El librepensamiento es una
rareza, cada vez más aguda, porque demanda que se abandonen las comodidades
proporcionadas por los dogmatismos. Para muchas, incontables personas, lo mejor
es tener un repertorio de creencias invariables. Son respuestas que nos quitan
el peso de razonar ante diferentes cuestiones. Es un ambiente confortable,
conviene resaltarlo, el que se forma gracias a esas órdenes, prohibiciones y
permisos establecidos para nuestra comprensión del mundo. Estando todo
aclarado, no cabe ninguna modificación. Las grandes preguntas serán respondidas
merced a catecismos de diversa índole. Además, para intentar su conservación,
tenemos organizaciones que se ocuparán de identificar fieles, herejes,
apóstatas, al igual que, en el peor caso, blasfemos. Aludo a categorías que
tienen sentido dentro o fuera de la religión, desde luego. Porque la necesidad
de dividir al mundo en correligionarios y enemigos no es una característica que
se invoque solamente cuando imaginamos vínculos con alguna deidad.
La política es un campo en
donde esa libertad de pensamiento resulta perturbada, considerándola como un
fenómeno que no es tan grato.
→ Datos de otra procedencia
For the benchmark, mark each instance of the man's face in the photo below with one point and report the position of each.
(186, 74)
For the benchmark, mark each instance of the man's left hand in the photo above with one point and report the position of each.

Está claro que, dentro de un partido, para innumerables
mortales, lo fundamental debe ser la disciplina, una sustancial sumisión a las
directrices. Esto es tan criticable cuanto harto conocido. Hoy, sin embargo, mi
cuestionamiento tiene que ver con lo teórico, doctrinario, ideológico. Es que,
cuando alguien habla en favor del socialismo o liberalismo, por ejemplo, pueden
irrumpir quienes se creen los auténticos sacerdotes en esos temas. De manera
que, con rapidez y contundencia, se deplorará cualquier interpretación contraria
a su perspectiva del asunto. Lo que se busca es el acatamiento de un cuerpo,
uno en el cual las diferencias sean excluidas. Se acusará entonces a los
disidentes de ser partidarios del adversario, traidores, infiltrados que buscan
el fracaso del proyecto.
La hoguera preparada para los librepensadores puede prenderse cuando se lanzan críticas a quienes deben ser presentados como ídolos de barro. Poner en cuestión sus méritos, dudando del valor de acciones o siendo escéptico ante los prodigios que se les atribuyen, puede provocar mayor irritación que los ataques a ideas. La creencia en los grandes hombres no admite el deslizamiento de observaciones que socaven sus méritos. No importa que los hechos desnuden sus miserias; deberíamos limitarnos a pensar en las cualidades más elevadas, pues nadie tendría el derecho de mancillarlos con el arte del cuestionamiento. Lo peor se presenta cuando alguien nos muestra a un héroe de la democracia, una persona que, supuestamente, ofreció hasta su vida para liberarnos; conforme a esta óptica, deberíamos obviar cualesquier imperfecciones. Por prudencia o temor, algunos individuos seguirán ese destino de forzado silencio. Abrigo la ilusión de que, pese a todo, contaremos todavía con quien prefiera un pensamiento incómodo, minoritario, pero siempre necesario.
Nota pictórica. Interior con un joven leyendo es una obra que pertenece a Vilhelm Hammershøi (1864–1916).